The Swiss Ministry of Defense estimates that military weapons are used in about 170 suicides per year. And government statistics compiled by the Bloomberg news agency suggest that from 1969 to 2000, Switzerland had an average of 1,428 suicides per year. Less than a quarter of those actually involved guns, but critics of Switzerland‘s current firearm laws say stricter gun rules would deter some people from taking their own lives.
“Basically, the idea we have been looking at was whether the availability of deadly instruments has any effect on the prevalence – the frequency – of deadly events,” says University of Zurich criminology professor Martin Killias, who has done a lot of research in the field. “The point is, it obviously has. That is not really a surprise.”

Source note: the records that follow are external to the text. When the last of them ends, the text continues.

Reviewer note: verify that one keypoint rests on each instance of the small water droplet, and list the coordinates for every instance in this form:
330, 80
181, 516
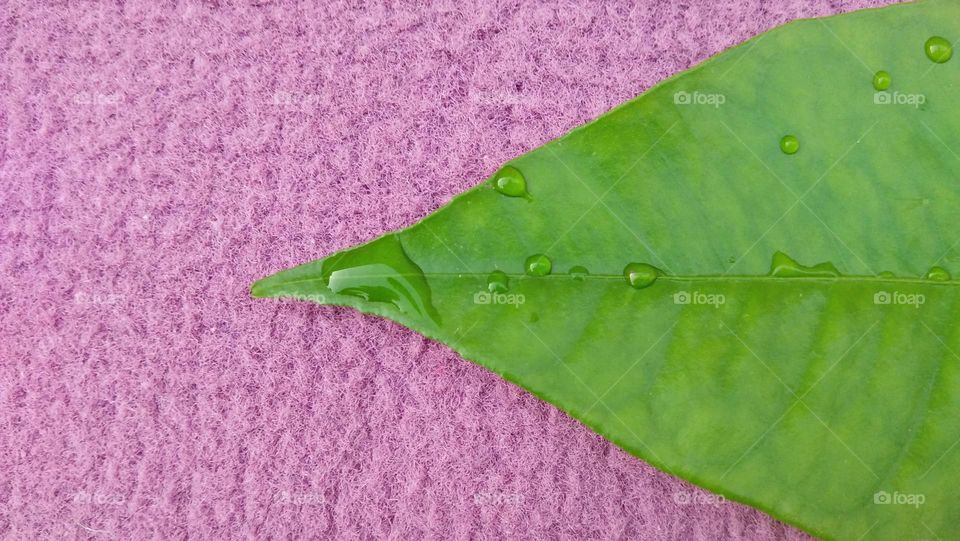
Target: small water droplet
538, 265
510, 182
882, 80
380, 271
498, 282
789, 144
938, 274
579, 273
785, 266
640, 275
938, 49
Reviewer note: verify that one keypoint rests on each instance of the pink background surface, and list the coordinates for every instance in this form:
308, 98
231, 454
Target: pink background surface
157, 157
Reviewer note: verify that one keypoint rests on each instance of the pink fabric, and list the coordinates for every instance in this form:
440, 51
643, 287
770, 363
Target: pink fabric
157, 157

Killias says that, while the ballot initiative may not necessarily consist of the best possible measures, it would at least represent “a step in a good direction.” He claims that less guns at home would lead to less domestic deaths and less suicides, saying, “The less guns the better.” And despite some research to the contrary, in terms of criminality rates, more guns do not lead to less crime, Killias says.
But John Lott Jr., author of ‘More Guns, Less Crime’ and an academic who is widely considered one of the world’s top authorities on the relationship between guns, gun control, and crime, says different. “[J]ust as you can deter criminals with higher arrest rates, higher conviction rates or longer prison sentences, the fact that a would-be victim might be able to use a gun can also make it riskier for criminals to engage in attacks and deter them from committing crimes,” he says. “Every place that I can find crime data for, you find that when you have a ban [on guns], you have an increase in murder rates,” he explains. Other types of gun-control laws have similar effects, he says, pointing to England, which had a “much lower” murder rate before the implementation of gun control.
“Switzerland has traditionally had one of the lowest murder rates in the world, and one of the reasons why they’ve had that is because people are able to protect themselves,” Lott says, adding that he hoped the Switzerland would resist the pressure from its European neighbors to disarm society. “This is one area where freedom and safety go together.”
Both sides in the debate are passionate about their positions. And both sides expressed optimism about their prospects. The result of next year’s vote remains to be seen, but no matter what happens, the debate about guns in Switzerland will be around for a long time to come.